November 11, 2014 – Like many of you, I’m happy that the seemingly endless political ads are finally over. Now that voters have decided who will be representing us in Lansing and in Washington, D.C. next year, it’s time to help these newly elected officials focus on the issues. Though our state Legislature will look decidedly more conservative next year, I do not take that to mean that “nothing will get done” as some of my liberal peers might. We can’t forget that the historic increase in funding for our state-funded preschool program – the Great Start Readiness Program – happened with bipartisan support under Republican leadership (and was, in fact, the largest prek investment nationally). So, what does the GSRP program have that made it appealing to both sides of the political aisle? It has a strong evaluation that demonstrates its child-outcomes that advocates knew existed for decades. The evaluation helped public officials understand the equity-promoting nature of the GSRP program that serves four-year-olds with a high quality program that promotes school readiness and reduces the achievement gap. And, legislators could understand the ROI that came from reduced special education costs, fewer kids repeating grades, more students graduating on time, and higher earnings as adults.
But the GSRP program isn’t the only program that has a strong evaluation and ROI. Many programs that serve families with very young children – beginning at birth or prenatally and into the toddler years – also have strong evaluation findings and ROI. And if we want to get the most bang for our GSRP buck, we must ensure that young children don’t start preschool so far behind that they’re just playing catch-up during that one school year.
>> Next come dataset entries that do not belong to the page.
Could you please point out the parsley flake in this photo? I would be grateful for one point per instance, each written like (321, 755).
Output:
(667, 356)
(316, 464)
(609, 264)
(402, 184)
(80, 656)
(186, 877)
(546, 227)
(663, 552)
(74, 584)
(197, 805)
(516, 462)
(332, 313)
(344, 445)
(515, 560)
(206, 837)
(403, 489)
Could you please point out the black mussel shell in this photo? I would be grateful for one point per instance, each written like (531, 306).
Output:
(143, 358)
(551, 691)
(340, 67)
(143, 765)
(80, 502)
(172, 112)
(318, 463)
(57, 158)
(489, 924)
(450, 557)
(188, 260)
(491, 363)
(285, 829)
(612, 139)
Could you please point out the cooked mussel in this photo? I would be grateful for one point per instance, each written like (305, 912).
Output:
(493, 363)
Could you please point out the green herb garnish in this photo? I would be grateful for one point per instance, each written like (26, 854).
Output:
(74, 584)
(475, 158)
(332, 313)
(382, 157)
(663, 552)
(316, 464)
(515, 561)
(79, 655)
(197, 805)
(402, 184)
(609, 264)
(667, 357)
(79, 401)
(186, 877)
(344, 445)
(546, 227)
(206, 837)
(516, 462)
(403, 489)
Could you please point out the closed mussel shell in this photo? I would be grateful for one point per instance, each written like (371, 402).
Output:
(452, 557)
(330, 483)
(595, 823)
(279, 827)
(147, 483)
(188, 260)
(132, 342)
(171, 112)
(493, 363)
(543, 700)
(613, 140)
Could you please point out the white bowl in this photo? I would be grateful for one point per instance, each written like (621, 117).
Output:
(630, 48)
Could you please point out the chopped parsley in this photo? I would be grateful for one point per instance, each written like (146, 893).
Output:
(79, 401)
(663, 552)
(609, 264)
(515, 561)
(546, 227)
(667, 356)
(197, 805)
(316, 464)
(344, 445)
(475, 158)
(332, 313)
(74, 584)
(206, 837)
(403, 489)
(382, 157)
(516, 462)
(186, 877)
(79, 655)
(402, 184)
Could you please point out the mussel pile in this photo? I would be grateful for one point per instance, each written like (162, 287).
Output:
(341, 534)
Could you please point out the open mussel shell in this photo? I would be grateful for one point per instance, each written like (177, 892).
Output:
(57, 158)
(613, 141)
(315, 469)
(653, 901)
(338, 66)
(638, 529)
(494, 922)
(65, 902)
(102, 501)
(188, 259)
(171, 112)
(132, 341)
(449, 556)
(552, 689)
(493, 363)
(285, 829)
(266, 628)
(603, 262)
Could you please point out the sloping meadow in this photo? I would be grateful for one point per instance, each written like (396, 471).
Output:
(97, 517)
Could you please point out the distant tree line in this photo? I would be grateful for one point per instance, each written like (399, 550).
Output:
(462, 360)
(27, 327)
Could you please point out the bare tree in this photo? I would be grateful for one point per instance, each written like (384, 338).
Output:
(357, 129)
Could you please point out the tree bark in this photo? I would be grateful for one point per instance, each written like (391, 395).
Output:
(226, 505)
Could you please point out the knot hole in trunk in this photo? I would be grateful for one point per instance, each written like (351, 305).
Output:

While we know that a school readiness gap exists, preschool teachers know that there is a preschool readiness gap as well. With the achievement gap emerging well before four years of age, making investments targeting young children from birth (or even prenatally) through age three is critical.
Fortunately, Michigan can build upon its momentum to continue to strengthen our early childhood system. Opportunities to expand evidence-based home visiting services will ensure that more young families can benefit from these voluntary parent coaching programs that help parents become their child’s first and best teachers. Bolstering our Early On early intervention program that targets infants and toddlers with identified developmental delays will help reduce special education costs down the road while more children access individualized services to address their own developmental needs. And increasing access to high quality child care options – particularly for families with infants and toddlers when high quality care is most expensive – can ensure that young children receive developmentally appropriate early learning experiences they need to be preschool and kindergarten ready.
While these issues will likely get little play this lame duck session, now is a great opportunity to start talking to our newly elected officials about these issues. Now is the time to congratulate your state legislators and invite them to visit your programs, meet them for coffee, or have an informal exchange with them to talk about what matters to families with very young children. That way, they can hit the ground running when they get sworn into office in January.